The effects of the intervention were measured with the implicit association test (IAT), an experimental task that allows the calculation of how long it takes for an individual to associate an item, for instance, with a word or an image, and a conceptual category: The longer the reaction, the harder it is to establish a link between concepts. “For instance, we know it takes longer to link an image of someone playing sport to the idea of ‘bad’ than the ‘good’ category, and the contrary happens with the image of someone who wears a hospital patient robe. This difference in the reaction time shows we have an integrated ‘good’ and ‘bad’ category associated with a category linked to ‘healthy’ and ‘ill’ people, a phenomenon that, as expected, we found in the actors before the workshop,” notes Josué García Arch, researcher of the project.

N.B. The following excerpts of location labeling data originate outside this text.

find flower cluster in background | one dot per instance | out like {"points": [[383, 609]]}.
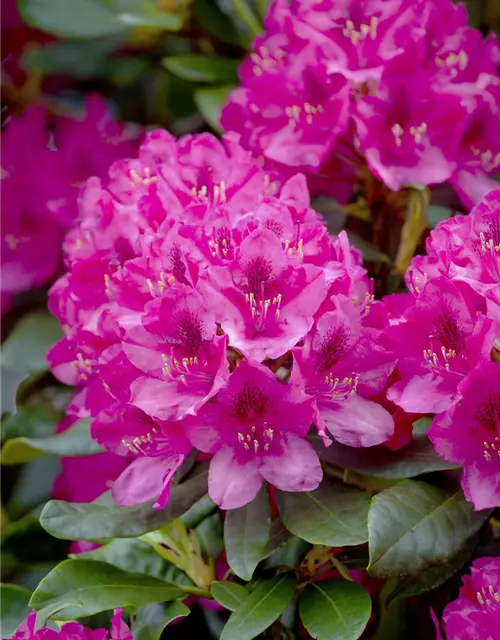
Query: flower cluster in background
{"points": [[203, 309], [73, 630], [326, 91], [446, 336], [42, 167]]}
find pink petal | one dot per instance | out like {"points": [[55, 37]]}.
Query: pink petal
{"points": [[296, 468], [146, 478], [233, 483], [357, 422]]}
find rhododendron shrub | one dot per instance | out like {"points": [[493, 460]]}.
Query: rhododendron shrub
{"points": [[325, 91], [267, 385]]}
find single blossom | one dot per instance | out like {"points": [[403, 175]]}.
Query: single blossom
{"points": [[444, 335], [73, 630], [342, 364], [255, 428], [468, 434], [475, 614]]}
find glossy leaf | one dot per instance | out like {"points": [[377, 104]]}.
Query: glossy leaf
{"points": [[333, 515], [416, 458], [93, 18], [26, 347], [137, 556], [79, 588], [197, 68], [76, 441], [210, 102], [151, 620], [229, 594], [262, 607], [246, 534], [100, 522], [13, 608], [414, 526], [335, 610]]}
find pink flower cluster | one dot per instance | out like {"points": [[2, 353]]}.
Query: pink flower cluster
{"points": [[446, 334], [73, 630], [475, 615], [403, 87], [203, 308], [41, 173]]}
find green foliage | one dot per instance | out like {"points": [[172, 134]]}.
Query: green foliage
{"points": [[335, 610], [246, 534], [260, 609], [414, 526]]}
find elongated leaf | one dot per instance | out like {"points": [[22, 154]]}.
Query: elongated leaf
{"points": [[196, 68], [137, 556], [79, 588], [93, 18], [333, 515], [13, 608], [246, 533], [335, 610], [26, 347], [262, 607], [76, 441], [414, 526], [100, 522], [210, 102], [416, 458], [229, 594], [151, 620]]}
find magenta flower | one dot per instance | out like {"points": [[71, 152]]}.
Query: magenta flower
{"points": [[256, 428], [157, 450], [73, 630], [342, 365], [444, 336], [263, 301], [475, 614], [469, 434]]}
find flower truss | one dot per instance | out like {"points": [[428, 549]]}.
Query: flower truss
{"points": [[203, 308], [446, 335], [40, 177], [325, 91]]}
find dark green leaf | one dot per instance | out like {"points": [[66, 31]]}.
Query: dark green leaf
{"points": [[34, 421], [229, 594], [209, 533], [100, 522], [246, 533], [416, 458], [210, 102], [196, 68], [335, 610], [92, 18], [211, 18], [151, 620], [137, 556], [76, 441], [333, 515], [434, 576], [260, 609], [414, 526], [26, 347], [13, 608], [79, 588]]}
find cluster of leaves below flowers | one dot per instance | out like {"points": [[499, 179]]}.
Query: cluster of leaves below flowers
{"points": [[325, 92], [205, 308]]}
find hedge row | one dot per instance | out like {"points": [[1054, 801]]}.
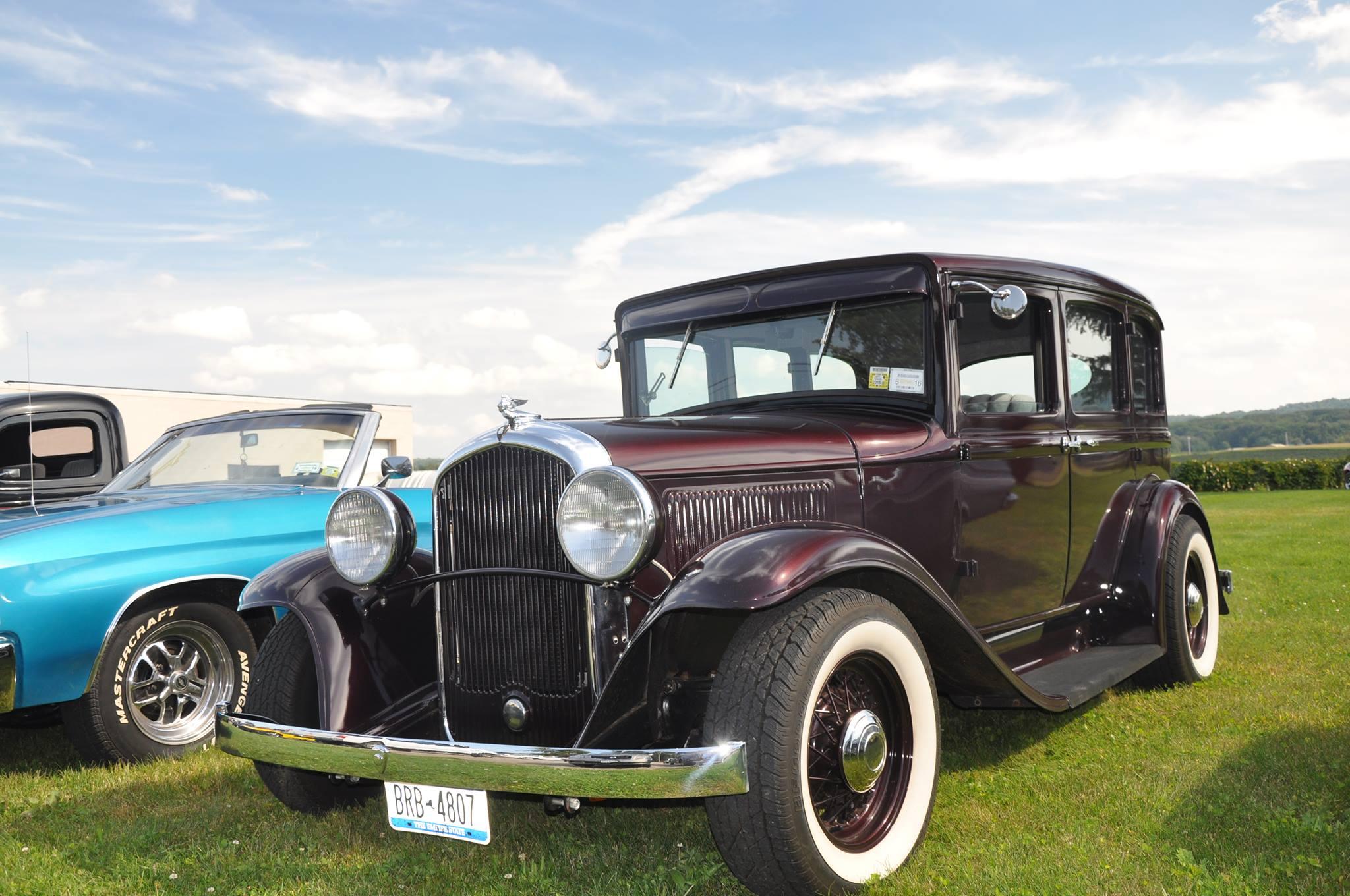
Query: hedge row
{"points": [[1261, 475]]}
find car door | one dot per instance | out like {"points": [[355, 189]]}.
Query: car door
{"points": [[1101, 444], [1013, 482]]}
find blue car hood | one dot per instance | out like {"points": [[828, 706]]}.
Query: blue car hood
{"points": [[149, 518]]}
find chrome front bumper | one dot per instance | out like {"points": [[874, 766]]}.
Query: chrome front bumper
{"points": [[697, 771]]}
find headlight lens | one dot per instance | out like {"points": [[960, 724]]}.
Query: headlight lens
{"points": [[365, 535], [606, 521]]}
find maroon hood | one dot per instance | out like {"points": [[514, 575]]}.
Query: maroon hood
{"points": [[667, 445]]}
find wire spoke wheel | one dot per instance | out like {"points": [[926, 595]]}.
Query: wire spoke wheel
{"points": [[859, 752], [1196, 605], [176, 679]]}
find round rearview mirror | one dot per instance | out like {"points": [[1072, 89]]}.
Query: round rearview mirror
{"points": [[605, 354], [1009, 301]]}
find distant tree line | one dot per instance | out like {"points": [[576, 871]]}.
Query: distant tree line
{"points": [[1307, 424]]}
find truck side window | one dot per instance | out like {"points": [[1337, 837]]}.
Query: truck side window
{"points": [[1003, 362], [1091, 343], [57, 451], [1145, 368]]}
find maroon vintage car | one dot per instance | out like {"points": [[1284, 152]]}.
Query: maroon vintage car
{"points": [[837, 491]]}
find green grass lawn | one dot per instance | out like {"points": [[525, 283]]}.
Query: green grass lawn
{"points": [[1298, 453], [1237, 786]]}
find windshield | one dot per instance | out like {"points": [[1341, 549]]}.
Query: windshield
{"points": [[871, 347], [287, 450]]}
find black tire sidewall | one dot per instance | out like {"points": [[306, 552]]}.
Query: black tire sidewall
{"points": [[113, 708]]}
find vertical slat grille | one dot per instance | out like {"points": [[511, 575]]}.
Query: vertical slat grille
{"points": [[511, 633], [698, 517]]}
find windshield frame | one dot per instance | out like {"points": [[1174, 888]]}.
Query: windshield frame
{"points": [[351, 472], [928, 403]]}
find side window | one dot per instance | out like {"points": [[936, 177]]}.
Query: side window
{"points": [[1146, 368], [1090, 335], [65, 450], [1003, 363]]}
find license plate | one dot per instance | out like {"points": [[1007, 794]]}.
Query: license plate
{"points": [[442, 811]]}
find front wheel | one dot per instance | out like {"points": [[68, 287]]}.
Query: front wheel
{"points": [[157, 686], [835, 699]]}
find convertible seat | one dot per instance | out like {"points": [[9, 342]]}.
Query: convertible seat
{"points": [[998, 404]]}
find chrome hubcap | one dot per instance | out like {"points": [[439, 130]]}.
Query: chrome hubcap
{"points": [[863, 750], [175, 681], [1194, 603]]}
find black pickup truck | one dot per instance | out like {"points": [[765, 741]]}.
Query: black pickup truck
{"points": [[57, 445]]}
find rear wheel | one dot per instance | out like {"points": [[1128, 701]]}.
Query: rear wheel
{"points": [[835, 699], [287, 691], [1191, 607]]}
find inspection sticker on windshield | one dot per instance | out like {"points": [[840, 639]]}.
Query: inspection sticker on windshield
{"points": [[905, 379], [440, 811]]}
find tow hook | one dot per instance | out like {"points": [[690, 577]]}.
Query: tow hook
{"points": [[568, 806]]}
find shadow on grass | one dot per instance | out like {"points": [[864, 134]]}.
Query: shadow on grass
{"points": [[37, 749], [979, 739], [1275, 817]]}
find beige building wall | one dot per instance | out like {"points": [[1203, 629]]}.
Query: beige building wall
{"points": [[148, 412]]}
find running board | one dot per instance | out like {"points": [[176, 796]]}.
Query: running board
{"points": [[1080, 677]]}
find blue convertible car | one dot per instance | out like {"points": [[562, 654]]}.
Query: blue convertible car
{"points": [[121, 607]]}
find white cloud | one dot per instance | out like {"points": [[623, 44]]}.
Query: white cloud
{"points": [[224, 323], [237, 193], [177, 10], [434, 378], [34, 297], [922, 82], [212, 382], [1145, 141], [492, 318], [339, 324], [1305, 22]]}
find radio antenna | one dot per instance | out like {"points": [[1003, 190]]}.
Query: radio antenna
{"points": [[33, 485]]}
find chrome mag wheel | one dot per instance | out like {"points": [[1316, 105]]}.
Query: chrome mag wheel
{"points": [[860, 752], [175, 681]]}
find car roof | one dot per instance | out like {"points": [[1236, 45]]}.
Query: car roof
{"points": [[968, 265], [45, 403]]}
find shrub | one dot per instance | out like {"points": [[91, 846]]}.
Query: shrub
{"points": [[1261, 475]]}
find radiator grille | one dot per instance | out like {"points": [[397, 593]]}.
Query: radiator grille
{"points": [[698, 517], [511, 634]]}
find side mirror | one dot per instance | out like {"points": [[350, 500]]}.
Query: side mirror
{"points": [[1009, 301], [605, 354], [396, 467]]}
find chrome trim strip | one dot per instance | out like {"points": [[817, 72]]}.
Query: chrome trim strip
{"points": [[9, 675], [126, 605], [575, 449], [662, 773]]}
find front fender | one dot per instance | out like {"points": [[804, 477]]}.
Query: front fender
{"points": [[762, 569], [377, 669]]}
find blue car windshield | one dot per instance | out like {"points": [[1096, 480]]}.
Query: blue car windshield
{"points": [[287, 450]]}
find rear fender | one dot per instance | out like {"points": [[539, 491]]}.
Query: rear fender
{"points": [[377, 669], [1142, 569]]}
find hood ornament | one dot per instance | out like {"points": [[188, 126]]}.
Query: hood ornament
{"points": [[508, 408]]}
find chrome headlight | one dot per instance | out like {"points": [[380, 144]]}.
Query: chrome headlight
{"points": [[369, 535], [606, 521]]}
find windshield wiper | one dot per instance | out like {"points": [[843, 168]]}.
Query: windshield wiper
{"points": [[825, 338], [689, 333]]}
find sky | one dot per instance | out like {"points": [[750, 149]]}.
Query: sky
{"points": [[436, 203]]}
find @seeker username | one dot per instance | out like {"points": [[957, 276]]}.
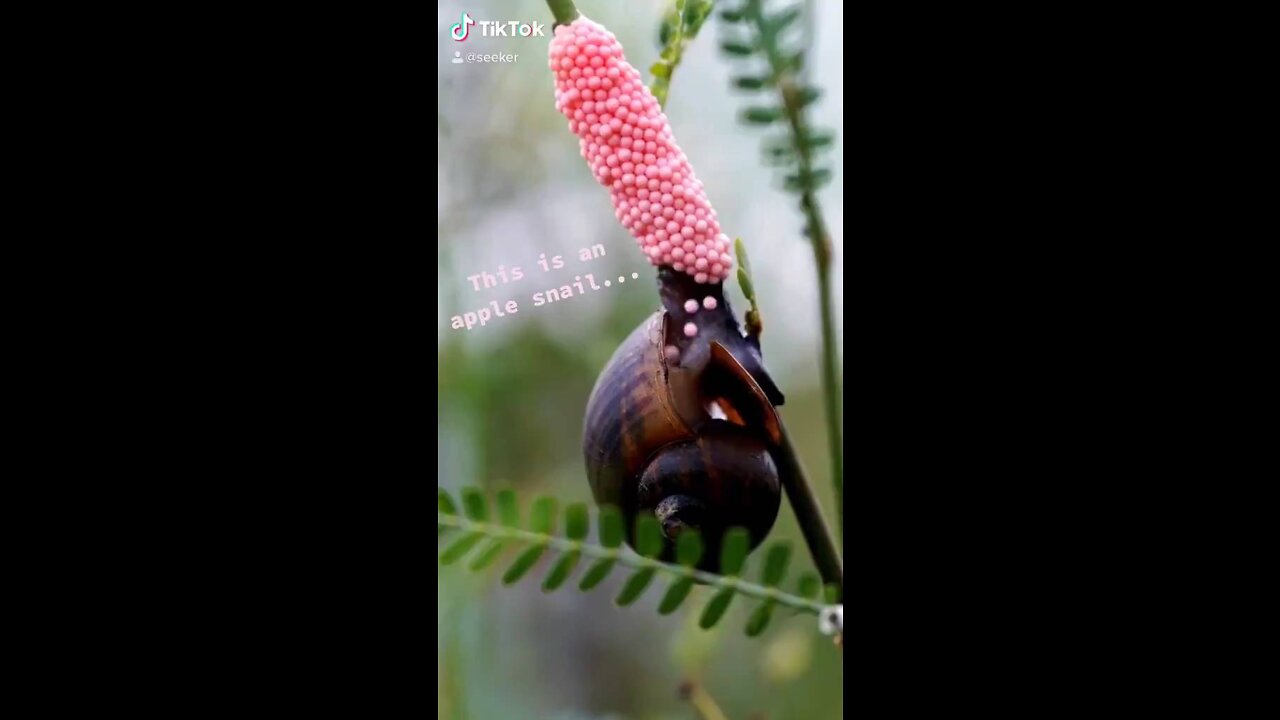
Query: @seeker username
{"points": [[492, 57]]}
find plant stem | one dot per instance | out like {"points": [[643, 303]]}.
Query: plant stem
{"points": [[792, 103], [565, 10], [631, 560], [804, 504], [702, 701]]}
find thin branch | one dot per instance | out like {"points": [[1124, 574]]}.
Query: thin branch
{"points": [[816, 227], [565, 10], [702, 701], [808, 511], [631, 560]]}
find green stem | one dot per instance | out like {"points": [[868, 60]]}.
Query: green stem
{"points": [[804, 504], [565, 10], [631, 560], [792, 104]]}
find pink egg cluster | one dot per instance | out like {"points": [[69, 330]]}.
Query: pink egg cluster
{"points": [[627, 141]]}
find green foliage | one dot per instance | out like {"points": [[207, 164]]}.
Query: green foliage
{"points": [[472, 525], [508, 511], [679, 26], [755, 35]]}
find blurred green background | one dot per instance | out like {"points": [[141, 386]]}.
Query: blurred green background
{"points": [[511, 395]]}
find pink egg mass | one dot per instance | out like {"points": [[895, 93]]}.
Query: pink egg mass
{"points": [[627, 142]]}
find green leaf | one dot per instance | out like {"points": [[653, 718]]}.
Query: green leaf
{"points": [[716, 609], [749, 82], [522, 564], [595, 574], [487, 556], [776, 564], [508, 510], [664, 31], [748, 288], [542, 516], [734, 551], [676, 593], [611, 527], [762, 115], [744, 263], [576, 523], [561, 570], [818, 139], [804, 181], [759, 619], [739, 49], [808, 95], [808, 586], [831, 592], [635, 586], [458, 547], [689, 548], [782, 19], [474, 505], [446, 505], [444, 502], [648, 536]]}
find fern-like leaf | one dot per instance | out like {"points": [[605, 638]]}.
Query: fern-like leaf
{"points": [[474, 525]]}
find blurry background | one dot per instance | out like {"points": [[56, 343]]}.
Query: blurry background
{"points": [[511, 395]]}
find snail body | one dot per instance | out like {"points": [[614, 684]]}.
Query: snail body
{"points": [[684, 436]]}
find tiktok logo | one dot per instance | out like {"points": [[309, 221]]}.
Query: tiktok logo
{"points": [[462, 28], [460, 31]]}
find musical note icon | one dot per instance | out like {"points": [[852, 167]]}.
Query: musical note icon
{"points": [[462, 28]]}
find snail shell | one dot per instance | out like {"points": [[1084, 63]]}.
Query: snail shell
{"points": [[688, 442]]}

Once the program ended, the differences in reaction time had decreased in the participants, showing that the allocation of these ideas had decreased as well. Also, this reduction did not happen in two control experiments carried out on people of the same age, sex and education levels. One of these groups received the same scientific and medical information but without the arts, and did not show a change in the reaction time regarding the initial test. “This response shows that the experience provided by the performing activity was essential to reduce the negative stereotype towards ill people,” note the researchers.
A potential strategy to treat other prejudices
These results shed light on the development of strategies based on this performing experience to treat problems related to stereotypes in the general population. “The way in which society faces stereotypes is based on education-derived processes and awareness in order to prevent these knowledge structures from being created. However, the problem of stereotypes is that this knowledge is attached to many situations of our society and coping with this in education is not enough. The presented protocol of the study enables us to open the way to reverse this problem using performing arts,” states the researcher.
Moreover, according to the authors of the study, this protocol could be used to treat other problems. “In this case, we have worked on the stereotype associated with the disease, but the program enables us to treat any stereotype, race or gender for instance, using the theme of performing arts,” notes Lluis Fuentemilla.
A unique platform to create new knowledge
This study emerges in the frame of the platform created by Èpica Foundation, in which performing arts, science and technology are grouped to create new knowledge. The objective of this initiative is to create a performance based on research questions by the researchers to create results from the interactions between creatives, scientists and the audience. “Knowledge can be learned through language and experiences, and performing arts have both. In addition, in the language of FURA, which prioritizes the interaction with the audience, the experience is lived by actors, creators and the audience at the same time. Therefore, in our space, we can create realities that the audience can feel as real, and therefore, their reaction will be more spontaneous than in a laboratory or in a test carried out by research groups in the workshop,” note the members of Èpica Foundation.